Education secretary sets out his vision for social mobility

The education secretary Damian Hinds has set out his vision for social mobility, adding it is a cause ‘very close’ to his heart.

Speaking at the Resolution Foundation in London, Mr Hinds said while social mobility is fundamental for a ‘strong, highly-skilled, productive economy’, it is also a ‘complex issue to crack’.

‘You won’t crack social mobility by only focussing on exam results,’ said the education secretary.

‘So I’m delighted that Dame Martina [Milburn] and the Social Mobility Commission will be undertaking a major piece of research work on how extracurricular activities, networks and the development of so-called soft skills can influence social mobility, looking at the gaps between disadvantaged young people and their peers – and how these vary by factors, such as region, ethnicity, gender, special educational needs, as well as some of the solutions for tackling this,’ announced Mr Hinds.

‘I’m also clear that this is a challenge for the long haul and not one just for the minister or, indeed, government of the day.

‘And that’s why I’m commissioning a new big data project that will follow in the footsteps of the American economist Raj Chetty’s landmark work mapping out social mobility in the United States, which showed how your chances of beating the odds and improving your lot were hugely affected by where you happened to live,’ added Mr Hinds.

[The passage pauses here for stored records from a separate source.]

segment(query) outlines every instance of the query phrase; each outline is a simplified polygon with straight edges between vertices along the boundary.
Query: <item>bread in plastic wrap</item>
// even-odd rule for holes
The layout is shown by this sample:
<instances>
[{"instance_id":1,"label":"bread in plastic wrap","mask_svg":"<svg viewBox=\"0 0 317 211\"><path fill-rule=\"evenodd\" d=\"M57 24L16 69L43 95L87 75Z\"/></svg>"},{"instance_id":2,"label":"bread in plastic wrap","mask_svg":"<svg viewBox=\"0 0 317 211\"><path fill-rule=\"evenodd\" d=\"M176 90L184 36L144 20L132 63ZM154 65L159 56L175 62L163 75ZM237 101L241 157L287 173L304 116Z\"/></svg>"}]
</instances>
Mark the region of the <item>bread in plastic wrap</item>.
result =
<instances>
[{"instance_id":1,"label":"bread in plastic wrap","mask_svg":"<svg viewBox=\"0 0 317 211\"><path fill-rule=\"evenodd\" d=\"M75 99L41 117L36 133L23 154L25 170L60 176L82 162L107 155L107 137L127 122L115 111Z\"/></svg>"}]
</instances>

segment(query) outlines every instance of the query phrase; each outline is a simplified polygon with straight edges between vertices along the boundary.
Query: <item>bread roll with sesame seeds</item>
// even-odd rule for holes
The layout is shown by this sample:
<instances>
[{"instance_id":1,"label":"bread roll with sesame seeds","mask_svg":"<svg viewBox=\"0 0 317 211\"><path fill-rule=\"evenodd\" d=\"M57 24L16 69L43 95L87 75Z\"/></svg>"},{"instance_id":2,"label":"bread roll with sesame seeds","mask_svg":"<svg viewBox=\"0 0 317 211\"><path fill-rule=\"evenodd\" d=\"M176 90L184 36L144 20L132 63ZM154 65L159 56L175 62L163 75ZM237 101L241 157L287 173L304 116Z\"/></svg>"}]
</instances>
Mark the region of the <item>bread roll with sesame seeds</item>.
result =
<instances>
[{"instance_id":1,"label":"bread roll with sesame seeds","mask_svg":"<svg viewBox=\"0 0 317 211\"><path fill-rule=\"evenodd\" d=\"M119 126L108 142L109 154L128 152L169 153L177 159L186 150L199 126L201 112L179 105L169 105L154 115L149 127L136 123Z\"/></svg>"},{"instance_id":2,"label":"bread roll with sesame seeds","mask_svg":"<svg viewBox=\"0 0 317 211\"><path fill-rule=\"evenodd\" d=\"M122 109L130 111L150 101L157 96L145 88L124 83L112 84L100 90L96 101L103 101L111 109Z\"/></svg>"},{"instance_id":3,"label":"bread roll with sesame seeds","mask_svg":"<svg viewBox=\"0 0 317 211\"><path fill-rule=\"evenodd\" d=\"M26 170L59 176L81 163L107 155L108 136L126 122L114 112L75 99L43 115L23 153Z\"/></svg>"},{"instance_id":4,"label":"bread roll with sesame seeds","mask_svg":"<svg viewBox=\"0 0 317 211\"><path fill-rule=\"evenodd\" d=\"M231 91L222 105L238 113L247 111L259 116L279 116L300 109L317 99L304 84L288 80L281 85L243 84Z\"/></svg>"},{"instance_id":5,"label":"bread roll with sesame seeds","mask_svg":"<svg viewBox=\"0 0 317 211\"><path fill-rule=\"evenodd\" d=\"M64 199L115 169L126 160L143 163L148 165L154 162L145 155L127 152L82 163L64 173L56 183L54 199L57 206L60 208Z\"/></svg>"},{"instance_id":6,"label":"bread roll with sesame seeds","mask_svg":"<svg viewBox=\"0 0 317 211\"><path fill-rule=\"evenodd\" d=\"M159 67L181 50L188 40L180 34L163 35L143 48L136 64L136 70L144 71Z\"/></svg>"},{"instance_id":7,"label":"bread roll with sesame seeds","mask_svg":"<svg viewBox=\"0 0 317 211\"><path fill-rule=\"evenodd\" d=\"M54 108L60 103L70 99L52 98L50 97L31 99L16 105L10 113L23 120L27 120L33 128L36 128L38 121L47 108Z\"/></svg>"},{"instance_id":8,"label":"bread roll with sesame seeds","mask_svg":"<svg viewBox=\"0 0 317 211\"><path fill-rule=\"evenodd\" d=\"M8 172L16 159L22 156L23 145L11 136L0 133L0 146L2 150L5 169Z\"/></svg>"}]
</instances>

‘Our project will look at young people today, from across the country, and where they end up over the next five or six years. And I hope by then we will have gathered a huge wealth of information that will benefit researchers and policy makers for decades to come.’

Last month, Mr Hinds confirmed the appointment of Dame Martina Milburn as chair of the Social Mobility Commission, following an endorsement of her appointment by the education select committee.

‘Our economy is changing fast and while the rapid technological change we’re seeing presents so many opportunities for Britain we can also expect labour market upheaval,’ added Mr Hinds.

‘We need a plan for people and places that could otherwise be left behind.

‘We need a country that is fit for a high-tech future.’And we need a country that works for everyone – because, as I said at the start, what is progress for our society, if we’re not doing more for the people who start out with the biggest disadvantages? A strong society, a strong economy, does not leave people behind.’